Specifically, I have a very small Dataproc cluster where I've already setup a jupyter notebook to run pyspark code.

The total memory of your cluster will have to surpass the total memory you are using as input.

Either using pandas or spark dataframes should be straightforward for you, as you can see in this blog post by databricks, spark already offers this feature.

After that, comes implementing the algorithms. Spark already offers some built-in algorithms out-of-the-box, you can play around with them.

If the algorithms you want to implement are not available, you can either issue a request in their repository or build it yourself (you can use Python's Scipy implementation as a guide and transpose it to the spark environment).
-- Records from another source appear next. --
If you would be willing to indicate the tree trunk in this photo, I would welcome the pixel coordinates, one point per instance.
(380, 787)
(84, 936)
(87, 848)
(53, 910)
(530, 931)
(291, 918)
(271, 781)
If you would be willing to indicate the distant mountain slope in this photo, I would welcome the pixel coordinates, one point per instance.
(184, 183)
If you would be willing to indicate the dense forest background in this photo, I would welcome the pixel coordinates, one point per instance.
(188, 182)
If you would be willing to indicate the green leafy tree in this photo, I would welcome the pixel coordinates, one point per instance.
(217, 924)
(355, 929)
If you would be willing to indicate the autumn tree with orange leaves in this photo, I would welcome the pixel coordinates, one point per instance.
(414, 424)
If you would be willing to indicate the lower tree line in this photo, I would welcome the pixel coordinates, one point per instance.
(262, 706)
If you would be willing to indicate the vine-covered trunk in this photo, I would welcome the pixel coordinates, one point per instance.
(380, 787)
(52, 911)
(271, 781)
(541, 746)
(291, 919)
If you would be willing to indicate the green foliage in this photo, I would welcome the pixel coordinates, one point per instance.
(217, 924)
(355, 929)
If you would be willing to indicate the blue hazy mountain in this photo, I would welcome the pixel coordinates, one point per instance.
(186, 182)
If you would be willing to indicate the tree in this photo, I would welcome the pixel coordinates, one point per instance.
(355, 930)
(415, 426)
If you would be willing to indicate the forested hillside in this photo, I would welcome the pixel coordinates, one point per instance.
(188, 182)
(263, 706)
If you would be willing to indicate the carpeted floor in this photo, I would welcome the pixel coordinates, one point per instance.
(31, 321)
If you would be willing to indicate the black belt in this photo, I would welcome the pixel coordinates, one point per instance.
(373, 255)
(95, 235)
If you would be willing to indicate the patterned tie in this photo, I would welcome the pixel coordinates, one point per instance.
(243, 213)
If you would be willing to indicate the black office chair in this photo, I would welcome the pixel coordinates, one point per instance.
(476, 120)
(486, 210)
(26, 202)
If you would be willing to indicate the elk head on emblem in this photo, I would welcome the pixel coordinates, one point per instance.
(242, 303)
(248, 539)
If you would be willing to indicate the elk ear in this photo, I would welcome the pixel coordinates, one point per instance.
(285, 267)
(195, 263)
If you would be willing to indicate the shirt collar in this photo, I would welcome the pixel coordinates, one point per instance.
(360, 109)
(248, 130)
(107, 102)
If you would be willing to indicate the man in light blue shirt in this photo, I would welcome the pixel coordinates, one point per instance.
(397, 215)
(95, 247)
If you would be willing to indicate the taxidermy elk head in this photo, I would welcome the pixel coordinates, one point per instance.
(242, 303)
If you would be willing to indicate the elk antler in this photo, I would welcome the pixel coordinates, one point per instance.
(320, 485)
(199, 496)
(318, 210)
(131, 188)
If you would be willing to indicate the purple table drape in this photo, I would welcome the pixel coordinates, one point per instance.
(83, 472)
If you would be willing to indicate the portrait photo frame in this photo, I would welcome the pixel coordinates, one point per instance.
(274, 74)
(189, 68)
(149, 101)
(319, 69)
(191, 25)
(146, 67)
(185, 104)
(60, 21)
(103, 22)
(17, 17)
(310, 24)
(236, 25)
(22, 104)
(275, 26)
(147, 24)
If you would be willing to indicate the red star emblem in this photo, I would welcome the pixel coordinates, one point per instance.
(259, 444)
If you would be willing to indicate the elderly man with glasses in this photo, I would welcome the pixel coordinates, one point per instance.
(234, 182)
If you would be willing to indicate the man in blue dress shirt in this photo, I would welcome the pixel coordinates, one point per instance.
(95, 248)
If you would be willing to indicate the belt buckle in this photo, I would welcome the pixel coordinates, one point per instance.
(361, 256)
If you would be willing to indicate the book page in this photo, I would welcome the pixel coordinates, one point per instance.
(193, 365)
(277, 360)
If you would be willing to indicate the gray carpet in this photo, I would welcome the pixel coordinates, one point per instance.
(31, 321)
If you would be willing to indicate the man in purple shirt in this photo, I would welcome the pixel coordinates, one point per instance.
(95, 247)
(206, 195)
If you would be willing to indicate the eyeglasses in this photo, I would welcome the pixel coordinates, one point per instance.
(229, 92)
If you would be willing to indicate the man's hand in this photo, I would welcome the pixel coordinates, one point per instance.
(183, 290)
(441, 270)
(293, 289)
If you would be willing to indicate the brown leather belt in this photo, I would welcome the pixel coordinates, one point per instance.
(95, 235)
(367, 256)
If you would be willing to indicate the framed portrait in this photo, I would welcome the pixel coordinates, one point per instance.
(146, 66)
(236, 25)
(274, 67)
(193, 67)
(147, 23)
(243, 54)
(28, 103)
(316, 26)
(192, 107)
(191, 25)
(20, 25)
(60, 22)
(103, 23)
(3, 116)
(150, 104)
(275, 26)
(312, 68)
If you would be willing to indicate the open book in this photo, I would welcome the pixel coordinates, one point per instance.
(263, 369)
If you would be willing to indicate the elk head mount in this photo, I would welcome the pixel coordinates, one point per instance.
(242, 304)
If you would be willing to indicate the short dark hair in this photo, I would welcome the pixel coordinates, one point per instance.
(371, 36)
Here's an example of how I load data for one of the algorithms I use to build a recommender system for our company:

from pyspark.sql import functions as sfunc
from pyspark.sql import types as stypes

schema = stypes.StructType().add("fv", stypes.StringType()).add("sku", stypes.StringType()).add("score", stypes.FloatType())
train_df = spark.read.csv('gs://bucket_name/pyspark/train_data*.gz', header=True, schema=schema)

Spark will automatically distribute this data across the different workers you have available in your cluster. After that I mainly run queries and map / reduce steps to get correlations between skus.

As far as maintaining your current code, it probably won't scale for big data already. You can nevertheless find lots of resources for combining the power of numpy with spark, as in this example for instance.